The Thompson NFA approach changes regular expressions from default greedy to non-greedy by default. Normal regex engines can do the same; just change .* to .*? . You should not use greedy expressions when not greedy will do.
Someone already created a parser for NFA regular expression for Python: https://github.com/xysun/regex
It really surpasses the default Python regular expression analyzer for pathological cases. However, it is under -performs on everything else:
This regex engine does not match the Python re module on regular inputs (using the Glenn Fowler test suite - see below)
Fixing a pathological case at the expense of a typical one is probably a good reason not to use the NFA approach as the default mechanism, and not when a pathological case can be excluded.
Another reason is that some features (like backlinks) are either very difficult or impossible to implement using the NFA approach. Also see the answer on the Idea Python mailing list .
Thus, your test can be done much better if you made at least one of the templates inanimate to avoid a catastrophic return:
pattern = re.compile('(.*?)sol(.*)')
or do not use a regular expression at all; you can use str.partition() to get the prefix and postfix instead:
before, sol, after = s.partition('sol')
eg. Not all textual problems are in the form of a regular expression, so put this hammer down and look at the rest of your toolkit!
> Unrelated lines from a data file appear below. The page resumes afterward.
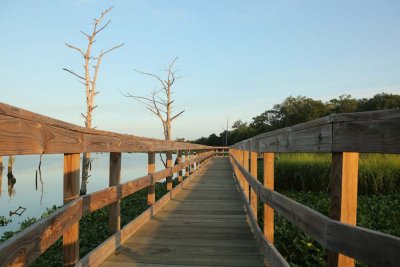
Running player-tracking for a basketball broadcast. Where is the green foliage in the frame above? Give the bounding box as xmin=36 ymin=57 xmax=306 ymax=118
xmin=0 ymin=216 xmax=11 ymax=226
xmin=0 ymin=180 xmax=173 ymax=267
xmin=258 ymin=153 xmax=400 ymax=194
xmin=193 ymin=93 xmax=400 ymax=146
xmin=259 ymin=194 xmax=400 ymax=266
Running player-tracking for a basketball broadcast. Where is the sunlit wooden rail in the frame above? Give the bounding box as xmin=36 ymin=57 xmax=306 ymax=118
xmin=0 ymin=104 xmax=400 ymax=266
xmin=0 ymin=104 xmax=213 ymax=266
xmin=230 ymin=110 xmax=400 ymax=266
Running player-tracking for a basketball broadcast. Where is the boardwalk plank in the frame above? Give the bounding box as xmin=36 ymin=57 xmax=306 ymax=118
xmin=102 ymin=158 xmax=264 ymax=267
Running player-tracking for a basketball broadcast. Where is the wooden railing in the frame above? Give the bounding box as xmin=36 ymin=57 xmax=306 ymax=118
xmin=230 ymin=110 xmax=400 ymax=266
xmin=0 ymin=103 xmax=214 ymax=266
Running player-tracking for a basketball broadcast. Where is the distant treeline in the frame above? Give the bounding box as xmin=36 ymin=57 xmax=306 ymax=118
xmin=192 ymin=93 xmax=400 ymax=146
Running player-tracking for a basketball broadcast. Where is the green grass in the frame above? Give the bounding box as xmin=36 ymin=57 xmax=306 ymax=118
xmin=259 ymin=191 xmax=400 ymax=266
xmin=259 ymin=153 xmax=400 ymax=195
xmin=0 ymin=179 xmax=177 ymax=267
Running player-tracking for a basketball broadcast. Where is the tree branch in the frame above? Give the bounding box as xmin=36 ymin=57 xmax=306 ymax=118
xmin=63 ymin=68 xmax=86 ymax=81
xmin=65 ymin=43 xmax=85 ymax=56
xmin=171 ymin=110 xmax=185 ymax=121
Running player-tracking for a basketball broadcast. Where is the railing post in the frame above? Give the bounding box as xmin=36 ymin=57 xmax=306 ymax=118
xmin=190 ymin=150 xmax=197 ymax=173
xmin=185 ymin=150 xmax=190 ymax=177
xmin=166 ymin=151 xmax=172 ymax=191
xmin=178 ymin=150 xmax=183 ymax=183
xmin=250 ymin=151 xmax=258 ymax=221
xmin=235 ymin=149 xmax=244 ymax=191
xmin=147 ymin=152 xmax=156 ymax=206
xmin=242 ymin=150 xmax=250 ymax=202
xmin=108 ymin=152 xmax=121 ymax=234
xmin=328 ymin=152 xmax=359 ymax=267
xmin=63 ymin=153 xmax=81 ymax=266
xmin=263 ymin=153 xmax=275 ymax=244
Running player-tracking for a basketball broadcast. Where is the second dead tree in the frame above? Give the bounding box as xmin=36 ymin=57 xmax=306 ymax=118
xmin=63 ymin=7 xmax=123 ymax=195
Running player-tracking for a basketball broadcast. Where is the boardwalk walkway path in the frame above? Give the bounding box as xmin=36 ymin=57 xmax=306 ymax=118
xmin=102 ymin=158 xmax=264 ymax=267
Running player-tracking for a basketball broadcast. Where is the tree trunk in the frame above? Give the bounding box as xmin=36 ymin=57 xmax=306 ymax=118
xmin=80 ymin=153 xmax=91 ymax=196
xmin=80 ymin=110 xmax=92 ymax=196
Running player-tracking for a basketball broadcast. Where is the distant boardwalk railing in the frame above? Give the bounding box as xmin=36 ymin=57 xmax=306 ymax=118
xmin=230 ymin=110 xmax=400 ymax=266
xmin=0 ymin=103 xmax=214 ymax=266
In addition, you can look at an alternative module re , regex . This module implements some basic checks of pathological cases and avoids them cleverly without resorting to the implementation of Thomson NFA. Quoting a record in tracking Python regex bug report :
The internal engine no longer interprets the shape of the bytecode, but instead follows a related set of nodes, and it can work both in width and in what makes it much better when it comes across one of these "pathological" regular expressions.
This engine can launch your pathological case more than 100 thousand times faster:
>>> import re, regex >>> import timeit >>> p_re = re.compile('(.*)sol(.*)') >>> p_regex = regex.compile('(.*)sol(.*)') >>> s = "ciao mandi "*1000 + "sal " + "ciao mandi "*1000 >>> timeit.timeit("p.findall(s)", 'from __main__ import s, p_re as p', number=1) 2.4578459990007104 >>> timeit.timeit("p.findall(s)", 'from __main__ import s, p_regex as p', number=100000) 1.955532732012216
Pay attention to the numbers; I limited the re test to 1 run, and it took 2.46 seconds, and the regex test starts 100 thousand times in less than 2 seconds.